Yakima Valley auto racer Matt Chappel remembers the first time he got the racing bug.
About 20 years ago — he doesn’t know exactly when — the Zillah native visited the Yakima Speedway and said to himself, “I can do that.”
After that, Chappel purchased his first 4-cylinder hornet car and started competing on some dirt tracks in the area. His small car experience lasted all of four races. Ever since then, he has felt the need for speed.
“The hornets just weren’t fast enough, so I bought my first Camaro,” said Chappel, who lives in Yakima and works at R&Q Parts and Machine Inc. in Selah. “Then it was just one fast car after another. Now, years later, I’m getting to the point where I’m winning some races.”
Most recently, Chappel won a Fall Classic race at the Tri-Cities Raceway last October, the track’s first event in 17 years.
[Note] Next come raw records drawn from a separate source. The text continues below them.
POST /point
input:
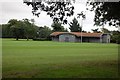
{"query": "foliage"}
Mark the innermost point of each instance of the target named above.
(19, 29)
(57, 26)
(104, 30)
(58, 11)
(47, 59)
(95, 30)
(74, 26)
(115, 37)
(106, 12)
(43, 33)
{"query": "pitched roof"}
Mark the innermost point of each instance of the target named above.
(77, 34)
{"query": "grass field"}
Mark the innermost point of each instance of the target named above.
(47, 59)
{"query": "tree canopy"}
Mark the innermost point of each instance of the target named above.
(106, 12)
(74, 26)
(58, 11)
(57, 26)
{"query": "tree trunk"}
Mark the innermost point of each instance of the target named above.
(27, 38)
(17, 38)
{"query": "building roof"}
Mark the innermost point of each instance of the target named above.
(77, 34)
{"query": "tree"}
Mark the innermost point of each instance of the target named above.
(106, 12)
(58, 11)
(21, 29)
(74, 26)
(115, 37)
(95, 30)
(57, 27)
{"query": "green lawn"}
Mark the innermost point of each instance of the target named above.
(47, 59)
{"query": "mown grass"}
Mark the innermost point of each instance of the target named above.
(47, 59)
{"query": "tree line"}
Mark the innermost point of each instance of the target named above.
(26, 29)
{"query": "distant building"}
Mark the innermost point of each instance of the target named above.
(76, 37)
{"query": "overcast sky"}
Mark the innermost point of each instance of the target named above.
(15, 9)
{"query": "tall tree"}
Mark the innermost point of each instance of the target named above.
(106, 12)
(74, 26)
(57, 27)
(58, 11)
(95, 30)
He came up short of winning the Fall Classic title because he blew out a tire on day two, but “a win’s a win.”
“I’m so competitive that it’s not even funny,” he said, adding that he has won numerous races at the Yakima Speedway and on the dirt track circuit over the years.
This spring, Chappel is preparing for the April 2-3 Apple Cup — also being held in the Tri-Cities now that the Yakima track has closed for good. He expects to spend many summer nights in Benton City this year, and he also plans to compete in Wenatchee and possibly Hermiston.
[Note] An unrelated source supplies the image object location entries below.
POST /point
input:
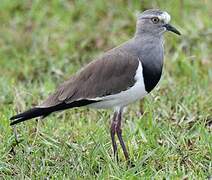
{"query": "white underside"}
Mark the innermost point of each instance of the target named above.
(122, 99)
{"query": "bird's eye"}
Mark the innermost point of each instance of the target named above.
(155, 20)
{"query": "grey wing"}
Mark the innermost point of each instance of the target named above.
(110, 74)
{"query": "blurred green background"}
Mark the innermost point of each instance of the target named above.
(43, 42)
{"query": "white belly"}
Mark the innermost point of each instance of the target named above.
(136, 92)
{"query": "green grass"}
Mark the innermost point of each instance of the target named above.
(43, 42)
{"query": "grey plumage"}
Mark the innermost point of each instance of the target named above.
(115, 79)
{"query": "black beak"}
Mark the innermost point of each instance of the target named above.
(171, 28)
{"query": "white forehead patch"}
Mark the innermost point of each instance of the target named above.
(165, 17)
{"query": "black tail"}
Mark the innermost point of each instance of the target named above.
(43, 112)
(31, 113)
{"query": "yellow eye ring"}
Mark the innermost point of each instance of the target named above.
(155, 20)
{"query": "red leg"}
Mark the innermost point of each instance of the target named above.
(112, 134)
(119, 134)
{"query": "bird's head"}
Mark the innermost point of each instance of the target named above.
(154, 22)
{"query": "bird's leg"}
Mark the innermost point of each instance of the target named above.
(119, 134)
(112, 134)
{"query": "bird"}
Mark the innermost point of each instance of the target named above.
(116, 78)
“I’m not sure how that one is going to play out,” he said. “The Hermiston track is a little smaller, and I’m more of a big track guy.”
Chappel and his racing friends, including Garrett and Dillon Huffines of Selah, are excited to have a quality track in Central Washington after the Yakima Speedway shut down after an abbreviated 2020 season.
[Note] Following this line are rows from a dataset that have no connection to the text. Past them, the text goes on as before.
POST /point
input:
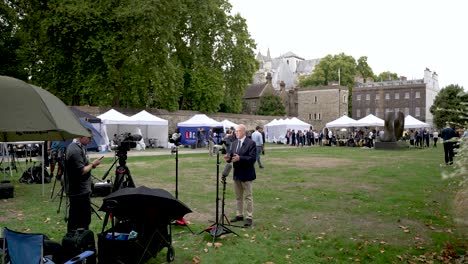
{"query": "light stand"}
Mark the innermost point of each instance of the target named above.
(218, 229)
(183, 221)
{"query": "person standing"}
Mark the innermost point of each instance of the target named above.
(435, 137)
(258, 139)
(447, 136)
(243, 155)
(78, 183)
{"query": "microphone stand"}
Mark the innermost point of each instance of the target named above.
(218, 229)
(183, 221)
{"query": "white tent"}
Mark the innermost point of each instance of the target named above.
(276, 130)
(370, 121)
(152, 127)
(200, 120)
(411, 122)
(228, 124)
(144, 123)
(344, 121)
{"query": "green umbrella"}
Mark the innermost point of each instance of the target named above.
(29, 113)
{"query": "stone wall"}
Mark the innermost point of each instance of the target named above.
(251, 121)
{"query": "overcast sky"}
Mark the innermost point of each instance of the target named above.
(399, 36)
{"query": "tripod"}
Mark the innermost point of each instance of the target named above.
(123, 178)
(183, 221)
(218, 229)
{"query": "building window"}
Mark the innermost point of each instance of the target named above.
(417, 111)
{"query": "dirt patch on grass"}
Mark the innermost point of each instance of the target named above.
(308, 162)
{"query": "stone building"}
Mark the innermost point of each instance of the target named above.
(254, 92)
(284, 69)
(319, 105)
(414, 97)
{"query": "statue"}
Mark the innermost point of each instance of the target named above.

He credits Tri-Cities Raceway owners Greg Walden and Eric Van Winkle for their commitment to keeping small-town auto racing alive east of the Cascades.
“They have done an incredible job bringing it back,” Chappel said. “They have made it more of an event center, and they have plans to make it even better. Plus, the track is a second faster than the Yakima Speedway.”
When Chappel isn’t on the track or preparing for a race, he’s working on cars of all kinds at R&Q, located at 403 S. First St. Owner Kevin Quesnell goes out of his way to help a number of local drivers, outfitting them with parts, providing workshop space and sharing his mechanical expertise.
“He spends a lot of time with me and other late model guys,” Chappel said. “He makes sure our motors are good to go, and he spends however many hours it takes to get us ready.”
Quesnell not only contributed money and labor to outfit Chappel’s Fall Classic car; he also drove down to the raceway with a much-needed wheel bearing and helped him prep the car.
“He also hopped on the radio and did an incredible job spotting for me,” Chappel said of his boss. “It means a lot to have a guy like Kevin on my side.”
R&Q is one of Chappel’s primary sponsors, along with Alpha Pyrotechnics, York’s Pest Control, Independent Truck Driver Training, and All B Roof-Continuous Gutters. His wife’s business, Glitter Obsession by Pam, also provides consistent support, along with his parents, Paul and Tracy Walters.
“None of this would be possible without my family and my sponsors coming together for me,” Chappel said. “I’m just surrounded by good people, and that’s why I’m able to do all of this.”
Chappel added that he still dreams of someday driving on a major racetrack in Las Vegas or Bristol, Conn. It’s not out of the question, but hitting the big time would require even more financial support — and time — than he currently has.
For now, he’s just happy making a name for himself among the local racing community.
“It’s such a thrill for me to see a packed crowd standing up and cheering,” Chappel said. “I hadn’t experienced that until last year when we raced in the Tri-Cities in front of a sold-out crowd, and I can’t wait to do that again. To come around turn 3 and see the fans on their feet cheering — there’s just nothing like it.”